Eis-me aqui, mal refastelada, enfeitada de nadas, sem adereços e sem jóias de qualquer valor ou espécie. Simplesmente mulher aviltada, deprimida, revoltada.

Os tipos que me levaram as coisas disseram-me que não abusasse das debilidades do sofá mas que me enchafurdasse no seu lúgubre silêncio. Sarcasmo e ousadias para depreciar quem está na fossa.
Gosto muito de ler mas até os livros me levaram, incluindo os velhos manuais que me serviram de guia para a docência. Restam-me algumas teias de aranha pelos recantos da casa e as poeiras do meu desencanto.

Parece-me ouvir ainda o eco das casquinadas metálicas dos arrumadores que me olhavam com ar desafiante, rasando os narizes no meu peito e dardejando olhares libidinosos dum machismo abandalhado. Apeteceu-me gritar que partilharia horas de prazer se me deixassem a casa recheada, mas, nestas horas de merdice, o desânimo e a crueldade afogam o verdadeiro sentido da realidade.

Olhando qualquer ângulo, esbarro-me no verde turquesa das paredes que me afogam a alma, e deixo-me esmorecer na monotonia duma raiva abafada na impotência do momento crítico.

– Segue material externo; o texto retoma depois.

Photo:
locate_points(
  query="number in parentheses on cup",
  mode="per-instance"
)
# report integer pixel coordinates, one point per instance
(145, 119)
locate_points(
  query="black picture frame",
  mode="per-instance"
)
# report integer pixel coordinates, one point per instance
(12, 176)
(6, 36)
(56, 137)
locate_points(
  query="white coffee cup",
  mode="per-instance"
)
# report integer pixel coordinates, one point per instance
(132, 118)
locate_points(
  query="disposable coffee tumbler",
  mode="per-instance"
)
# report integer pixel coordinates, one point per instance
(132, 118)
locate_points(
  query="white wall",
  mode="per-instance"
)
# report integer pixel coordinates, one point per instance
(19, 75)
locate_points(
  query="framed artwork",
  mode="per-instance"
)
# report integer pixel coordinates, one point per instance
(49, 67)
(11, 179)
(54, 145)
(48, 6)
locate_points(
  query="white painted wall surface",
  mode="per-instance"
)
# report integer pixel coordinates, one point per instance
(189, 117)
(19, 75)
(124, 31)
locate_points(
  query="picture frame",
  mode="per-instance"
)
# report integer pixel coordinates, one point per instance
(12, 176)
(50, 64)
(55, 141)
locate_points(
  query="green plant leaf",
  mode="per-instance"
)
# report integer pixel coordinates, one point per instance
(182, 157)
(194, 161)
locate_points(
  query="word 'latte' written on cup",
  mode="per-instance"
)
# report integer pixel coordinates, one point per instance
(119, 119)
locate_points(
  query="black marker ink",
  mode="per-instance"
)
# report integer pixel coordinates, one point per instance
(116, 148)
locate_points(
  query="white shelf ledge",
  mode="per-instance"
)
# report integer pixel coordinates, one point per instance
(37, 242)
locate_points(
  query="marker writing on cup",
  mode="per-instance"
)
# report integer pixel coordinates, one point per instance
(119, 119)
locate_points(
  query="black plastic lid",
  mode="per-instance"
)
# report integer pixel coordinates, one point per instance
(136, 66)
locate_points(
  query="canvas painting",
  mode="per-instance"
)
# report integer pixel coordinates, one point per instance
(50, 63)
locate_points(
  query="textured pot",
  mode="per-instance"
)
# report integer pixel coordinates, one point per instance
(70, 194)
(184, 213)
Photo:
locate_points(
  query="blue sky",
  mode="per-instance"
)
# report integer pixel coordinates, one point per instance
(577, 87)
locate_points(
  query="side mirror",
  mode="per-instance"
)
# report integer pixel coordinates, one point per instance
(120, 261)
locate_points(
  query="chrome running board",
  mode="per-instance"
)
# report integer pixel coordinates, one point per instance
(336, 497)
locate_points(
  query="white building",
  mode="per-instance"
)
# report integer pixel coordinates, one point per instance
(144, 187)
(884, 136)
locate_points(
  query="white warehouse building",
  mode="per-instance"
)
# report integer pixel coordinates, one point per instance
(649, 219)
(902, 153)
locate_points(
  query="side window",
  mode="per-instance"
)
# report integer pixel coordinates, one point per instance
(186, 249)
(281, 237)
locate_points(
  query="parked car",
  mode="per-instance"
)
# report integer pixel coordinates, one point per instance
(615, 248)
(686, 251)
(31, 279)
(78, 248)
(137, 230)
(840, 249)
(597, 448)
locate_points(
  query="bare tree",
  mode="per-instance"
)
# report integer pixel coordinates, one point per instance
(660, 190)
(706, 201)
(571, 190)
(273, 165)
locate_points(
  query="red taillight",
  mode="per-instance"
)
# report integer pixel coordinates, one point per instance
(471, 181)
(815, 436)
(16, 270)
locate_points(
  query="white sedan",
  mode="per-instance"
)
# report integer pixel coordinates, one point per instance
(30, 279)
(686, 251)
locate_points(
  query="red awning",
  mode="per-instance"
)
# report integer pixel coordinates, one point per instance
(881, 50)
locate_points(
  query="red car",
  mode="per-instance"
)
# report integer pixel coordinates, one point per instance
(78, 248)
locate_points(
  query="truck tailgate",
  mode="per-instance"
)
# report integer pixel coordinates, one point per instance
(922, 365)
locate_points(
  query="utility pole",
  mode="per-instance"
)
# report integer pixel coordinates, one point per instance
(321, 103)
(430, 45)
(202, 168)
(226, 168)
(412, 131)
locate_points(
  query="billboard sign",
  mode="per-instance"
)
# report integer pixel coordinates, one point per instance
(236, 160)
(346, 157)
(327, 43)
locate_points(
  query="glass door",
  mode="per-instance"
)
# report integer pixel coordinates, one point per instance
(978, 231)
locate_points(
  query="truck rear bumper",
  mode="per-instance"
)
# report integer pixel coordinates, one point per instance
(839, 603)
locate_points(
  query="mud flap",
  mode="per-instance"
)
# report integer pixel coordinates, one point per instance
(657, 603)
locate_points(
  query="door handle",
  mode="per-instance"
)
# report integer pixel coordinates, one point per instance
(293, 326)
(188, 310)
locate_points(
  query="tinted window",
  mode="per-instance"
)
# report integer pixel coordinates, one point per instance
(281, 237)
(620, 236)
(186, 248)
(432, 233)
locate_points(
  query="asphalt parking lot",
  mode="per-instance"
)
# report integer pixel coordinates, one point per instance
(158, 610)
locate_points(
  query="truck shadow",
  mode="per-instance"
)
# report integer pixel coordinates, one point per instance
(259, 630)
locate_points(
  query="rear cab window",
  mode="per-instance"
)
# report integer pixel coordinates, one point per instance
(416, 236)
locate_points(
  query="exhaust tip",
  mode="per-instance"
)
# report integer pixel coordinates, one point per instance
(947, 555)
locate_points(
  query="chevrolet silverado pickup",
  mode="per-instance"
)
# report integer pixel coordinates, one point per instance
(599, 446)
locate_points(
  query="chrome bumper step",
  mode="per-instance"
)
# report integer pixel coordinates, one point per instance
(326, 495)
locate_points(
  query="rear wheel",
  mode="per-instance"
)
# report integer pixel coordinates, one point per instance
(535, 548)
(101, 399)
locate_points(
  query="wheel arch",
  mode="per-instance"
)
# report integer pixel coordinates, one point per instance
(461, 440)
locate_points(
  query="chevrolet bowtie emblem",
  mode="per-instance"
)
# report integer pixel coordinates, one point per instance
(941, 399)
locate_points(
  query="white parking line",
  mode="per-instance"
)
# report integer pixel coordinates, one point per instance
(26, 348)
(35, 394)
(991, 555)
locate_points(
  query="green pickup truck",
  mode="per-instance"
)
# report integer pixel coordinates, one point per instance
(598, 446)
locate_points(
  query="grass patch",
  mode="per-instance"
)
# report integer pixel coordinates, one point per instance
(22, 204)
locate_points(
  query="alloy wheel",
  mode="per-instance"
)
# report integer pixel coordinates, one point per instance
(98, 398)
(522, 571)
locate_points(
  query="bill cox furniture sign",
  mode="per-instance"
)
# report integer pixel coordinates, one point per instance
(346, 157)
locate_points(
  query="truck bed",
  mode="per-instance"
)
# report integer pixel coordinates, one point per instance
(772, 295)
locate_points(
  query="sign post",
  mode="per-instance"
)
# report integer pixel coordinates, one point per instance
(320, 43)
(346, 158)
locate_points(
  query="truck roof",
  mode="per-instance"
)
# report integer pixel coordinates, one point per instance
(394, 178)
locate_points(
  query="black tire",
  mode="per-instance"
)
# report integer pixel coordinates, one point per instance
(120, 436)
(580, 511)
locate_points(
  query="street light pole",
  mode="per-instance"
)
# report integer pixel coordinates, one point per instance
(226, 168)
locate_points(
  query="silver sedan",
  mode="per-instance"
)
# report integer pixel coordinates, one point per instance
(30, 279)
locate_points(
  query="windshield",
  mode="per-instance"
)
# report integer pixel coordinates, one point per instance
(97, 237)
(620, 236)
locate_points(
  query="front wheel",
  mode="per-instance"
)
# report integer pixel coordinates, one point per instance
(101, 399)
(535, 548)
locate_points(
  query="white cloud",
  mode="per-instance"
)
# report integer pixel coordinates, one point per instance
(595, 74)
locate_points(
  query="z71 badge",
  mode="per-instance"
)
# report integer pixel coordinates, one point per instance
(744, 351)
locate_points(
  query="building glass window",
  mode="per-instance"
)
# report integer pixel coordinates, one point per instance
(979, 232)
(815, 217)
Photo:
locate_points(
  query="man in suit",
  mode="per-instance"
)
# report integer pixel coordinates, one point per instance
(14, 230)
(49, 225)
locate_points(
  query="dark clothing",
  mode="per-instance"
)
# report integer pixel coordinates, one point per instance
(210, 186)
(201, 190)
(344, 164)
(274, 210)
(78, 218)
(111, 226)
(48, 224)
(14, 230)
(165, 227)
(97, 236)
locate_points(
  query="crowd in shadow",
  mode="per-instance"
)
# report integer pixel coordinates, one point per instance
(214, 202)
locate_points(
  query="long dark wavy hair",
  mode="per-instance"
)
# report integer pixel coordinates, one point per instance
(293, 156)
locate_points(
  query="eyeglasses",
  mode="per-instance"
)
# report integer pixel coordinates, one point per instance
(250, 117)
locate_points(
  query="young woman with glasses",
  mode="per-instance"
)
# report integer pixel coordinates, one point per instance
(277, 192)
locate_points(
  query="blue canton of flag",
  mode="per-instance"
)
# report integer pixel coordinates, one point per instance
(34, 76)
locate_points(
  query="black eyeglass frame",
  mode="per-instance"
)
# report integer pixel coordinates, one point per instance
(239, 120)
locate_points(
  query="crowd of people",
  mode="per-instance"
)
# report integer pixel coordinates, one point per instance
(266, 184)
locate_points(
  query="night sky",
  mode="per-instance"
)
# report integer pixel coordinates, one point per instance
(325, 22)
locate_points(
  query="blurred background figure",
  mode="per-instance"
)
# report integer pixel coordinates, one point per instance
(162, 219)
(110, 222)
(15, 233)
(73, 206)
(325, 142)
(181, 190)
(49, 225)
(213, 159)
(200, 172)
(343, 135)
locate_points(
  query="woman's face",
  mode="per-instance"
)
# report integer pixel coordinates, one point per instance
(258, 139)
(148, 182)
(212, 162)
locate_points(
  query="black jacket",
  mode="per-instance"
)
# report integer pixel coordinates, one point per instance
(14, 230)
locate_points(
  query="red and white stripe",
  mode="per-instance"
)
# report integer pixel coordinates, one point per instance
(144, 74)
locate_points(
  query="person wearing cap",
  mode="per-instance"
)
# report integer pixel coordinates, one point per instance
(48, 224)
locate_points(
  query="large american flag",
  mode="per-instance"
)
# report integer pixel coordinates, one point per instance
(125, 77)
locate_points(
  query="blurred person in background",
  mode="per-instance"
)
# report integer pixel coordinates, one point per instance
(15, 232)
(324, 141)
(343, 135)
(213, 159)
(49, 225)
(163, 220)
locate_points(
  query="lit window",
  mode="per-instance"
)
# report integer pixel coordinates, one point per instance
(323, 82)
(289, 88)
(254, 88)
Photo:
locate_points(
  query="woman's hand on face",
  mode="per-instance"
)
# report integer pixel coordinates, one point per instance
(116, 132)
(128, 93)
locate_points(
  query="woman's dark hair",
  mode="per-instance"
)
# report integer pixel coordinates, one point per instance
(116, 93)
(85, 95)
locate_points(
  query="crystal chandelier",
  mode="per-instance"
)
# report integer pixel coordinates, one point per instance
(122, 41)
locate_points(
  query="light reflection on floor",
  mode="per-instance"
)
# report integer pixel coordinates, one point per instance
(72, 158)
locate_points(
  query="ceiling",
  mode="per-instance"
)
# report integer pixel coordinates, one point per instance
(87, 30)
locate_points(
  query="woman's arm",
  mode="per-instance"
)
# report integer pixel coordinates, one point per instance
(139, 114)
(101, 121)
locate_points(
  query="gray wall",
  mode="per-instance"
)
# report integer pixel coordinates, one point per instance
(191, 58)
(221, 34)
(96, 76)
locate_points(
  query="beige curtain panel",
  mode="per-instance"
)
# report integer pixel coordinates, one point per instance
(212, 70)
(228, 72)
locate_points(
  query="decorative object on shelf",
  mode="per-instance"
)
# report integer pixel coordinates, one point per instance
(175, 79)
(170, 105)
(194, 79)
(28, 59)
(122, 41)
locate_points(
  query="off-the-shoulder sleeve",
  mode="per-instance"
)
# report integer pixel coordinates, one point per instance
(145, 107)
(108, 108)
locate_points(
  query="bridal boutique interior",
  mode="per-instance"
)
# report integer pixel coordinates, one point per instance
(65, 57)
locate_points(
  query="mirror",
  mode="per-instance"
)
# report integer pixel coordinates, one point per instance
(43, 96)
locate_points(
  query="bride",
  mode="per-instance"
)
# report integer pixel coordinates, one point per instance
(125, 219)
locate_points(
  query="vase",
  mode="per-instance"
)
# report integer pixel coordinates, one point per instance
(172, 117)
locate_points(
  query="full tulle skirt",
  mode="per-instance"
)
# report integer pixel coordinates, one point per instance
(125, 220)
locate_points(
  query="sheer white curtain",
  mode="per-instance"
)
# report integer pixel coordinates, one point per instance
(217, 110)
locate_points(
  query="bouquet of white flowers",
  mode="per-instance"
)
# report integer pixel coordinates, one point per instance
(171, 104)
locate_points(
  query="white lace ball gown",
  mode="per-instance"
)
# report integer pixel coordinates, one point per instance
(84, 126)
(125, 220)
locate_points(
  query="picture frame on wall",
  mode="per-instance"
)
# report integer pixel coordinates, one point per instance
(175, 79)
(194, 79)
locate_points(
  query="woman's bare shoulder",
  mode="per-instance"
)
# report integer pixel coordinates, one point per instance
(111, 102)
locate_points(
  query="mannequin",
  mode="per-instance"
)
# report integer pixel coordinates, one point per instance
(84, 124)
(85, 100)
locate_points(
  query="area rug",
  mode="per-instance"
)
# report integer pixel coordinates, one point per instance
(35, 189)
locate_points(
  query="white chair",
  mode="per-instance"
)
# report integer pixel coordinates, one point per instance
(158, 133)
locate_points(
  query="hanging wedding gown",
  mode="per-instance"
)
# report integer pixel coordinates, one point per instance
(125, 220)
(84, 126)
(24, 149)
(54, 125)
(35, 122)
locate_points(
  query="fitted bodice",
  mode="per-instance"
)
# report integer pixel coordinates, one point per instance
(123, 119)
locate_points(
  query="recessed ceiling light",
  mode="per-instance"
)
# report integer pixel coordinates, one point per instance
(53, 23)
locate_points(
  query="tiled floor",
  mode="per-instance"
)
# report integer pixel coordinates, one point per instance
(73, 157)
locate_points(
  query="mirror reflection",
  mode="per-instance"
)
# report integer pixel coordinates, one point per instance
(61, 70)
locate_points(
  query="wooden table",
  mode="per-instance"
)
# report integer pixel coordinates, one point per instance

O azul-marinho da carpete apenas me deixa navegar a solidão e desolação dum corpo que tantas vezes ali se bamboleou em doces e saudosos suspiros.

Juro que não sei o que estou aqui a pensar, mas vou erguer-me e gritar bem alto, dentro e fora destas paredes, que o meu mundo jamais será o da clausura do pensamento ou de grilhetas na liberdade.